Türkiye AKP hükümeti ile Kuzey Kıbrıs UBP hükümeti, 2010 yılında Su Temin Projesi için bir çerçeve antlaşması yaptıktan sonra 2015 yılında CTP Kalyoncu Hükümeti ile AKP hükümeti antlaşmanın son şeklini imzaladı. Bu proje çerçeve antlaşmasından sonra AKP döneminde büyük projeleri alan ve AKP iktidarı sayesinde hızla büyüyen Kalyon Grup’a verildi. 2015 yılı Ekim ayında da tamamlanıp su verilmeye başlandı.

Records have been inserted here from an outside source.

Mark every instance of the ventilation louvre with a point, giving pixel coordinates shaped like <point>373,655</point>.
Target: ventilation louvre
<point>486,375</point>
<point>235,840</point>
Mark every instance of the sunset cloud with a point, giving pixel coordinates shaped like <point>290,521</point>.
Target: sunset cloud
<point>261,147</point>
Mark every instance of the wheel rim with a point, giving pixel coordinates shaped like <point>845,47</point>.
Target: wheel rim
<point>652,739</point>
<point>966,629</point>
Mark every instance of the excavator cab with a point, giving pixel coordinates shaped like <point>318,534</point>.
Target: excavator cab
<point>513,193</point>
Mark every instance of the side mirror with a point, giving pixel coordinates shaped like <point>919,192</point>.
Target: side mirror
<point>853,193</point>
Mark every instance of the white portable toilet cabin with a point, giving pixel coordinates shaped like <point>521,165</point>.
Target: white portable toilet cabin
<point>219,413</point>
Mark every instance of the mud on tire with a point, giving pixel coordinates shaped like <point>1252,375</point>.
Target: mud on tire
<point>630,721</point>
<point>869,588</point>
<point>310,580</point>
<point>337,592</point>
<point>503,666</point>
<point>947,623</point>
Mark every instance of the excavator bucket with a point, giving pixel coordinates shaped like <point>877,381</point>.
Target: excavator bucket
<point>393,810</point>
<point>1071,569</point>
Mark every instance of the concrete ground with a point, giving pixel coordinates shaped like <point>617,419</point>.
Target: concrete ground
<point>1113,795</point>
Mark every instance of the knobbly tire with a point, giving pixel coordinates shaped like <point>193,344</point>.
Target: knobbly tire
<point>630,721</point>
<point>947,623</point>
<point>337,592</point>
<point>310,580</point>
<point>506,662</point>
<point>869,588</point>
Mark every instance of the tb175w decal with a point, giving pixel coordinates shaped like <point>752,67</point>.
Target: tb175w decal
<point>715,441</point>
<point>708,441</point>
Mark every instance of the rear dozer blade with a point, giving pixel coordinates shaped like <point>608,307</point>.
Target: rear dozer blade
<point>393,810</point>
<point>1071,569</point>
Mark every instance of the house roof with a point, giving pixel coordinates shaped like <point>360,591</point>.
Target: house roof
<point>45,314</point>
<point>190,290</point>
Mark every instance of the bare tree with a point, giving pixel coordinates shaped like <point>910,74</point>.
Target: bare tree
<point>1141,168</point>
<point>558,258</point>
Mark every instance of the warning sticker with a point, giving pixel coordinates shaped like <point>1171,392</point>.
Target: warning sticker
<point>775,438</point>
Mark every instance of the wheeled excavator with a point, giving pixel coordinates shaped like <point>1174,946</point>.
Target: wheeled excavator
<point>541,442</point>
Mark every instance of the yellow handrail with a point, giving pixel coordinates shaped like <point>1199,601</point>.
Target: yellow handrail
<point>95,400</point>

Eğer bilmiyorsanız Kalyon Grup’la ilgili bir araştırma yapmanızı öneririm. Ben burada sizin için toparlamaya çalışayım.
Kalyon Grup, sahibinin Orhan Cemal Kalyoncu’nun olduğu, aralarında Sabah, Atv, A Haber gibi toplamda 4 gazete, 9 TV, 7 radyo ve 9 derginin bağlı bulunduğu, Sabah Grubu diye bilinen Turkuvaz Grubu’nun bağlı olduğu, inşaat ve müteahhitlik hizmetleri veren bir şirketler grubudur. Kalyon İnşaat yeni açılan büyük İstanbul Havaalanı’nı, (inşaatını yürüten ana şirketi) Taksim Yayalaştırma Projesi, Bakırköy Adalet Sarayı, Metrobüs Hattı, Başak Şehir Stadı gibi projeleri yürüten şirkettir.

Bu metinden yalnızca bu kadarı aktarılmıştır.